Peki bu cezayı verecek zabıta veya ilgili şehir yöneticisinin, doğru cezayı vereceğini nasıl sağlayacağız? Onu da aynı yöntemle: Geniş anlamda Pazar. Bir defa zabıtanın, zabıta hakkını elde ettiği yol nedir? Zabıta olabilecek, zabıta olma özelliklerine sahip herkes pazara çıkabilmiş mi? Yani başvurusunu yapabilmiş mi, şehrin bunu teminat altına almış olması lazım. Zabıtada aranan özellikler doğru varsayılmış mı? Diyelim ki, bu sağlandı. Peki, onu zabıta olarak seçecekler, zabıtalık bilgisi ve tecrübesine sahip mi? Sahip değilse, seçimin de geçersiz olacağı muhakkaktır. Seçicilerin, zabıtalık şartlarını (bilgi ve tecrübe) taşıması yetmez elbette. Bilgi ve tecrübesini, zabıta tayininde kullanma yeteneğine sahip mi? Sahip olup olmadığı, daha önce seçtiği kişilerin hatasızlığı veya güvenilir kaynaklardan gelen geri bildirimlerle desteklenmesinden anlaşılmış olmalıdır vb. Dahası, zabıtaları seçecek yetkilileri seçenler, ne derece seçim sürecinden geçerek bu hakları elde etmişlerdir? Bütün bu süreçler, bir pazar havası içinde (a, b, c, d, e) mi geçmiştir, herkesin gözü önünde, hiçbir itirazla karşılaşmadan…

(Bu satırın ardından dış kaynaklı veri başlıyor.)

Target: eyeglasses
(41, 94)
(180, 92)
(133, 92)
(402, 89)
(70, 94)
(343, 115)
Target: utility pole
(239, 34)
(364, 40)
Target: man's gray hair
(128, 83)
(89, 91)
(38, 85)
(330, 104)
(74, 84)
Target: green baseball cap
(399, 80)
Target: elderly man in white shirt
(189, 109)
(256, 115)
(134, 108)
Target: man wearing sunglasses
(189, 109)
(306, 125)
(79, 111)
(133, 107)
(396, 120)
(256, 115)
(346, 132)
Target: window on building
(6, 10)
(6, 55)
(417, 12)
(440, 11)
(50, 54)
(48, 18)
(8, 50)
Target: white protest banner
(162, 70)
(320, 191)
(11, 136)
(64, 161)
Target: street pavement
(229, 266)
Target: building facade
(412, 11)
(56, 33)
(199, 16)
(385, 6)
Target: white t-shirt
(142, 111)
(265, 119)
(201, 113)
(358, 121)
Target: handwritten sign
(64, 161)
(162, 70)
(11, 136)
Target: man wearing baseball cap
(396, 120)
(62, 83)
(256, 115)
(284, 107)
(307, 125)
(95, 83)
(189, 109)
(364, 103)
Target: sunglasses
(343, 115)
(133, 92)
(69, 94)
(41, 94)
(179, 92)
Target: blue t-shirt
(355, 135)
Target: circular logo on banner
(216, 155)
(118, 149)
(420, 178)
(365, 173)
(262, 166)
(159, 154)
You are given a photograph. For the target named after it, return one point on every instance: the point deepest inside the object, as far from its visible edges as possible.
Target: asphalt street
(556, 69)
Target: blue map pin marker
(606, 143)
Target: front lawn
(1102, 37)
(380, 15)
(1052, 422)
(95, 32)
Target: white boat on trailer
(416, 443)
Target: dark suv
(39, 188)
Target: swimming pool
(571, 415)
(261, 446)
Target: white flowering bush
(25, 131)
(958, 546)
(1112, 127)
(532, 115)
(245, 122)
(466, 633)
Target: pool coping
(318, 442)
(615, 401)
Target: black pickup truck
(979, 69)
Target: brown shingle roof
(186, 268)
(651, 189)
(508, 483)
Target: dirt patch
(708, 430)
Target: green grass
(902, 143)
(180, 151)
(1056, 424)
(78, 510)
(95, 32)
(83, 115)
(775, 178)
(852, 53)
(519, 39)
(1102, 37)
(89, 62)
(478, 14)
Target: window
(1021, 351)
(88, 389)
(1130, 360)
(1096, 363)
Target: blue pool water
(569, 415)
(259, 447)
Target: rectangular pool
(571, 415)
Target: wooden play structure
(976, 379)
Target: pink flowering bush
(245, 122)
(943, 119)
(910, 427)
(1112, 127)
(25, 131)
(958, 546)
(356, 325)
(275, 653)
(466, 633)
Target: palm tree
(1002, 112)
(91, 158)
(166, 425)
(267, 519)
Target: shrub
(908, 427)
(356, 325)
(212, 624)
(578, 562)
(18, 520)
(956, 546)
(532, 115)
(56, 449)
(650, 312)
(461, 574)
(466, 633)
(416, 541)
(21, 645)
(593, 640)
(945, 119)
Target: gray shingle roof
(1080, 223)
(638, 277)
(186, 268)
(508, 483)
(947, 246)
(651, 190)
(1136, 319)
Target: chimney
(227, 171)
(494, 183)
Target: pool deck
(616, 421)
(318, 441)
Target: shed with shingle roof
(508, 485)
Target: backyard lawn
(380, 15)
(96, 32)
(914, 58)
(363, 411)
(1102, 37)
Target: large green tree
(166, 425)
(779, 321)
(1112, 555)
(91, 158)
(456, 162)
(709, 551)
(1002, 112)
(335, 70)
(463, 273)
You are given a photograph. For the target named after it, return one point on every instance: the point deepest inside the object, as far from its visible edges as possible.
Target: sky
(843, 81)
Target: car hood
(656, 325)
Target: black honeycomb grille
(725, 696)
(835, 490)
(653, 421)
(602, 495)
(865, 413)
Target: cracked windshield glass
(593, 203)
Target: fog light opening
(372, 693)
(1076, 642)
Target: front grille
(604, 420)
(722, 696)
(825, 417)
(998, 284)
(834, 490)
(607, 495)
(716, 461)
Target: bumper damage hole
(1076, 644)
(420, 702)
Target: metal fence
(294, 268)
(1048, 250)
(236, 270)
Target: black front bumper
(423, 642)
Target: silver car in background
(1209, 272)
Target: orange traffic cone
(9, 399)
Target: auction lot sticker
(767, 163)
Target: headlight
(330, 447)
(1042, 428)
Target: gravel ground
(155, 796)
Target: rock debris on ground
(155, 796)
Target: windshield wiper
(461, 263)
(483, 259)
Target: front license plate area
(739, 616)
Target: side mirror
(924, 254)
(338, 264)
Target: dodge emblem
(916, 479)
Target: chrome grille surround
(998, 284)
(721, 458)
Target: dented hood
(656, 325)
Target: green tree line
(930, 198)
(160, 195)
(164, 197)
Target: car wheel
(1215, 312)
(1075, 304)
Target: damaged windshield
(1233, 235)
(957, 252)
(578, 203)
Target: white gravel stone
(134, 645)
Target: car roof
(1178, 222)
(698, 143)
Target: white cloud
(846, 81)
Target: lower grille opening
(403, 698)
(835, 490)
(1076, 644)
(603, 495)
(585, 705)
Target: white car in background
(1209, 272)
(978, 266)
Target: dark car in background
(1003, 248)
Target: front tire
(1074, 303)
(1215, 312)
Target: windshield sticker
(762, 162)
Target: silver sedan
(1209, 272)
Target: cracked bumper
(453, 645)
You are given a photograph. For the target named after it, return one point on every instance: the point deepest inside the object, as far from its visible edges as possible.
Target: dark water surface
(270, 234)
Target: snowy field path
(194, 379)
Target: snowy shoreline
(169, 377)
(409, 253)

Bir an için, zabıtaları seçenlerin de pazarda, pazarda olması gereken şartların var olduğu bir ortamda seçildiğini varsayalım… Peki, zabıtaları seçenleri seçenler de bu şekilde mi seçilmiştir? Bu soru böyle uzatılabilir. Yöntem, daima geniş anlamda pazar olduktan sonra, ne yaya bundan zarar görecek, ne de sürücü. Pazar odur ki, sürücü ile yayayı karşı karşıya getirmeye! Pazar, yetkenin en doğru ve itirazsız şekilde işleyişidir. İtiraz veya rahatsızlık varsa, pazarın şartlarından birisi veya birkaçı işlemiyor, işletilemiyor demektir.
Peki pazar, her alanda mı iş görür, sorunları çözer? Yani, estetik alanında da mı böyledir? Buna da evet demek istiyorum. Çünkü orada da, satıcı veya üreticiler, söz sahibi otorite de aynı şekilde pazara çıkarak kabul görmüş bir geleneği temsil etmektedir. Pazar bahsinde geçen ‘herkes’ten kasıt ise üretici/arz edici olma yetkisini almış/onaylanmış/kabul görmüş kişiler veya kurumlardır. Tıpkı dar anlamda pazara mal çıkartan satıcının/pazarcının, ilgili odalardan o işi yapabileceğine dair bilgi ve tecrübesinin onaylanmasında olduğu gibi.
Sonsöz yerine
Sıra dayağına dönecek olursak… Pazarda nasıl çürük mal, şikâyetli mal satılamaz veya hasbelkader satıldığında da iade edilir ve tüketicinin zararı tazmin edilirse, bizleri/toplumu sıra dayağından geçiren hoca da, şikayet anında bundan ya vazgeçirilir veya o görevi yapmaktan men edilebilirdi. Belki buna bir iki sınıf maruz kalacak ama üçüncü bir sınıf bu işleme maruz kalmayacaktı.
Elbette sıra dayağı okullarda büyük ölçüde kalktı. Uzun vadede bu konuda yol alındı. Ama sorun aslında sıra dayağının kendisi değildi ki! Yukarıda da anlatıldığı gibi asıl suçluyu bulma zahmetine girmeden toplumu toptan sıradan geçirmekti. Bir yargıyı/töhmeti, benzeri tüm kesimlere yapıştırmak ve yaygınlaştırmak… Evet, sıra dayağı kalktı. Peki ama onun üzerine oturduğu ve onu besleyen toptancı zihniyet? Pazar görmeyen kararlar? Yolu bir türlü Bor’a, ve de Niğde’ye çıkmayanlar, çıkartılmayanlar ne yapsın?